Photo 1: Face, cropped in close
This gives a very intimate view of the subject, and most of the attention is focused on his eyes, and also on his mouth. The lit eye is probably the feature which grabs the attention first and holds it the strongest.
55mm, f/9.5, 1/30s, flash through umbrella

Photo 2: Head & Shoulders
The eyes in this case are squinting with laughter (it was a fun photo session) and the eyes and the strong laughter lines around them are the main focal point in the photo, followed by the mouth.
42mm, f/9.5, 1/30s, flash through umbrella

Photo 3: Head and torso, including arms & hands
I liked his pose in this photo, even though the jumper is quite dark, it is an interesting way to position the arms, and suits his position relaxing on the couch. The eyes/face still hold the most interest, but the body and couch are now more important parts of the photo.
28mm, f/9.5, 1/30s, flash through umbrella

Photo 4: Full figure
This is a comfortable looking pose on the front of the couch, chosen as the leaning back look gave a strange effect to the photo. I like the way the stripes down the arms pair with the bent legs to give a kind of 'stacked' effect to the photo.
24mm, f/9.5, 1/30s, flash through umbrella

Friday, 1 January 2010

Project 60: Shiny Surfaces

This has been a project in photographing shiny/reflective surfaces. I am photographing a watch and bracelet on a simple black background. In both reference shots (different light position), there is a slight reflection of the camera in the watch band, and the light is harsh and there are strong shadows. By using tracing paper in a cone around the lends and subject, the reflection should only be of the tracing paper, and the light will also be diffused through the paper. The differences between the level (angle/height) of the flash are seen less in the two shots with tracing paper. There is also no reflection of the camera in these photos. Overall the effect is really large & the photos with tracing paper look much more professional - and this is only with the simple use of tracing paper!

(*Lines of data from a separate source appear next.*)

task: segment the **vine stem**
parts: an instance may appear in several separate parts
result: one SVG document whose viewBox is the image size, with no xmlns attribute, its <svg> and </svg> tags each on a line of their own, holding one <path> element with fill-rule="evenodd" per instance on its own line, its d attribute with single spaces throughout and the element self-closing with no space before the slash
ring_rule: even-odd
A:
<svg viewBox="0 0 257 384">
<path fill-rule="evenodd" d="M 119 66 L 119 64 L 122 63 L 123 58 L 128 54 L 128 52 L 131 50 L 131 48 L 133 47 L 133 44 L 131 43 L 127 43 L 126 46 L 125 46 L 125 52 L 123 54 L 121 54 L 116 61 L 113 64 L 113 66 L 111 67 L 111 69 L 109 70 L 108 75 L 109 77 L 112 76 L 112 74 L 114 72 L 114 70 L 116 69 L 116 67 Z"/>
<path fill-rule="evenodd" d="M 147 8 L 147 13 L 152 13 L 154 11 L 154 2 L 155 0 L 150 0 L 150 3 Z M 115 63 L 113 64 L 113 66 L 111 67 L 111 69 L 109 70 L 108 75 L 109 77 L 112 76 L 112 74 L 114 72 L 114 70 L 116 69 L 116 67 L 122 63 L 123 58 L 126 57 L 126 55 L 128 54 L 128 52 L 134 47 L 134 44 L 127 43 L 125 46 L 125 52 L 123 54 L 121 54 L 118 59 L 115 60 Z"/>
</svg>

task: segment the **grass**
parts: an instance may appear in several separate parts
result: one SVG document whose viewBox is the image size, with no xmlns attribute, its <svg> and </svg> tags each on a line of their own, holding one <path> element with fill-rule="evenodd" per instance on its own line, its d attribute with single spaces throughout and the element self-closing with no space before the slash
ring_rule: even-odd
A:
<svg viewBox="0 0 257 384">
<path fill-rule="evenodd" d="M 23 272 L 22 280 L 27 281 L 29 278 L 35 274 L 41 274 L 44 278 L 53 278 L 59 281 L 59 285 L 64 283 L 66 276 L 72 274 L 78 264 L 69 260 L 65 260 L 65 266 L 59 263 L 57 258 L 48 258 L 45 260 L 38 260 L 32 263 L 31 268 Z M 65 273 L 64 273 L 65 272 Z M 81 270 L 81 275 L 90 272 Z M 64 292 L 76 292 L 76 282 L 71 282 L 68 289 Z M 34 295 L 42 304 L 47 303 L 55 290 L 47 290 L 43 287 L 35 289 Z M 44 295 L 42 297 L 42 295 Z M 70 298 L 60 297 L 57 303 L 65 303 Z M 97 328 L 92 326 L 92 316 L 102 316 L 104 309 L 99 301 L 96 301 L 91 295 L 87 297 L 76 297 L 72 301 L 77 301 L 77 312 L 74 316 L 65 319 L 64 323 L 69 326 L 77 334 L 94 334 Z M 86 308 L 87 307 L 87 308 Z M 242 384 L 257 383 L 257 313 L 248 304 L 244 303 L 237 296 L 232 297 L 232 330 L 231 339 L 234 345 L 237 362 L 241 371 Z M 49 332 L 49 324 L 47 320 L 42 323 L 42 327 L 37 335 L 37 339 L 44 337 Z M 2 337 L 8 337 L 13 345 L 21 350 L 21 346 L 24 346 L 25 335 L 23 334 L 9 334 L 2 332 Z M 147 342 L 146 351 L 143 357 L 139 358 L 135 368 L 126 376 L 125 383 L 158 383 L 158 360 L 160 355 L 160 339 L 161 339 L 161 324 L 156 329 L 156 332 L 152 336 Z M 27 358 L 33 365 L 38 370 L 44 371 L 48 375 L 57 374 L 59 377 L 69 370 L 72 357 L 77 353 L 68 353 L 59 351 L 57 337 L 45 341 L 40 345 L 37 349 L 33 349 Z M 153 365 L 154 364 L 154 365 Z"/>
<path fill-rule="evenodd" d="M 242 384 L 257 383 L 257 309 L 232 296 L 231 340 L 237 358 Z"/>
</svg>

Photo 1: Reference shot 1. Light high, direct light.
100mm, f/8, 1/8s, ISO200, flash

Photo 2: Reference shot 2. Light low, direct light.
100mm, f/8, 1/8s, ISO200, flash

Photo 3: With tracing paper in cone between camera lens and subject. Light low.
100mm, f/8, 1/8s, ISO200, flash

Photo 4: With tracing paper in cone between camera lens and subject. Light high.
100mm, f/8, 1/8s, ISO200, flash

Project 59: Concentrating Light

This project was to understand about concentrating light from a single source, using a simple rolled up piece of black cardboard. The first image shows the still-life setup with the single direct light source. The following photos are variations on aperture and how close the black cardboard was held to the light source, and it's angle. How close it was held impacts on whether the other background flowers are lit at all, and the angle impacts on how the flowers in a line from the tube to the front flower behind it are lit.

This technique might be better with a second light to separately light the background flowers, allowing the flower to lit from a better angle and focus more attention on it. It was quite difficult to be consistent with this cardboard roll technique, though its an interesting methodology, and fun project to try.

Photo 1: Direct Light Source, slightly above subject
35mm, f/8, 1/8s, ISO200, direct flash

Photo 2: Cardboard roll held to light but allowing some light to escape to light the background flowers.
35mm, f/5.6, 1/8s, ISO200, direct flash

Photo 3: Cardboard roll held to light but allowing some light to escape to light the background flowers. Slight decrease in aperture to darken photo and emphasise the front flower more.
35mm, f/4.5, 1/8s, ISO200, direct flash

Photo 4: Cardboard roll close to light.
35mm, f/6.7, 1/8s, ISO200, direct flash

Photo 5: Cardboard roll close to light, angled downwards to focus light further on front flower.